Aramaic features prominently in the works described above as Hebrew, partly because they are similar languages and the authors change from one to the other even in mid-sentence. Additionally the Bodleian possesses a unique series of documents in Aramaic written on leather; nothing definite is known of their origin, but they were acquired in 1943-4. They are undated, but belong somewhere in the fifth century BC.


The collection of Ethiopic manuscripts in the Bodleian now contains some 130 items. James Bruce’s collection of 25 Ethiopic manuscripts, purchased by the Library in 1843, is both artistically and textually out of the ordinary and features a rare text of Enoch. In 2002, an unusual illustrated seventeenth-century manuscript of a Marian text, Arganona weddase (‘Harp of Praise’) (MS. Aeth.e.28), was added to the collection.
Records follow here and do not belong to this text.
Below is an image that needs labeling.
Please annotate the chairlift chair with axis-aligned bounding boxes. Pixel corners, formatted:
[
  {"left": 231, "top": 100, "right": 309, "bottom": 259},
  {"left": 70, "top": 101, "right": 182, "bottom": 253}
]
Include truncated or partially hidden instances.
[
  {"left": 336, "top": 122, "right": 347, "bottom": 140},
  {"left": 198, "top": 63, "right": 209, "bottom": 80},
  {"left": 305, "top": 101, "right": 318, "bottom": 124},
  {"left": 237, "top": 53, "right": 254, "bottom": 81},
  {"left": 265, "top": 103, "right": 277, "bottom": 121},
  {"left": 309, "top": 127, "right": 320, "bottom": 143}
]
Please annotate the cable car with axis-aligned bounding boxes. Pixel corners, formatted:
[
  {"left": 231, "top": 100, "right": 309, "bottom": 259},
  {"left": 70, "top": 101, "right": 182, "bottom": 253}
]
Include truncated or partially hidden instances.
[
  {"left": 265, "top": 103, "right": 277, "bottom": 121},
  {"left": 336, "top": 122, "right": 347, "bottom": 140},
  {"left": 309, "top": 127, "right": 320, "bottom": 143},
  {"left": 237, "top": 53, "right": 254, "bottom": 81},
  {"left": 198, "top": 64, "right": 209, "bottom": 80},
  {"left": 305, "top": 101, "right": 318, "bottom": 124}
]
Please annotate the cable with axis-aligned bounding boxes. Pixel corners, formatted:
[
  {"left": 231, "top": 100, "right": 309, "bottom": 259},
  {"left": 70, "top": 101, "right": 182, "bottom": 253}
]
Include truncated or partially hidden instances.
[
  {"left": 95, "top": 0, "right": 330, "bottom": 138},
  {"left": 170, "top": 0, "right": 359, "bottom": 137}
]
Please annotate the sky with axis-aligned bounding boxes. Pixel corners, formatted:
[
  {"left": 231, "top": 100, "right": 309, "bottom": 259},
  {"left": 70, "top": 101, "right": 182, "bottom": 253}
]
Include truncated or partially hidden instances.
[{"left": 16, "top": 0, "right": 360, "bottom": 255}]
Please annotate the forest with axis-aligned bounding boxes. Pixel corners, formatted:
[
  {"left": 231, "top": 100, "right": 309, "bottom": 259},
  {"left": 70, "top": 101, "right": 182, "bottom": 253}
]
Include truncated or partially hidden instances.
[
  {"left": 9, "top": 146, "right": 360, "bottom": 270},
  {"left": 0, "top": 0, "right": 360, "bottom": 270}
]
There is a vast literature in Syriac, enlarged by many translations from Greek. As early as 1864, when the main catalogue for Syriac manuscripts was printed, the Bodleian possessed 205 codices. As many of these contain several items the number of works is much larger; there have also been later additions. Most of the manuscripts arrived in the Library as donations, often from the same sources, such as Laud and Huntingdon, as the Hebrew manuscripts. Syriac has also given rise to two other bodies of literature. Karshuni is the Arabic language written in Syriac script. Mandaean is a development of Syriac used chiefly for magical texts of which, in the Drower Collection, the Bodleian Library is the world’s foremost repository.